Nin hopped over and studied the gouge—the depth, the width, the angle. “I would say this is the mark of an eagle’s claw.”
“Right you are! You have not seen the eagle, but by its interaction with the rock, you know of its existence. This is how beings come to know themselves—by their interactions with the world, and with other beings. By living and gathering experiences—by leaving claw marks on the walls of the world—they come to understand their essence and their nature.”

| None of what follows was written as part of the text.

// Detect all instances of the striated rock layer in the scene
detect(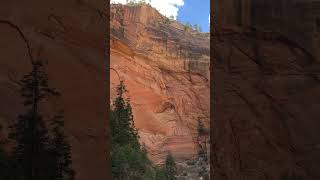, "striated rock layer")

The starfish crawled his way to the wall and ran an arm over the eagle’s mark. “Imagine you are nothing but a jellyfish, floating in an endless, featureless sea. No stimulation, just a calm unchanging blue. How could you know yourself? With no stimulus there can be no response, and with no response there can be no introspection. I have often thought that the world exists only for our benefit, to use as a mirror and canvas.”
“But if I am a mirror for you, and you are a mirror for me, are we not of the same essence?” asked the starfish. “Are we all just separated and self-aware pieces of some greater whole?”
The starfish flexed its spindly body. “But what kind of thing would divide itself—hurt itself—to know itself? Would I tear off my own arm just to know the shape of it? Ah! How frustrating!”
Nin had no answer to these questions.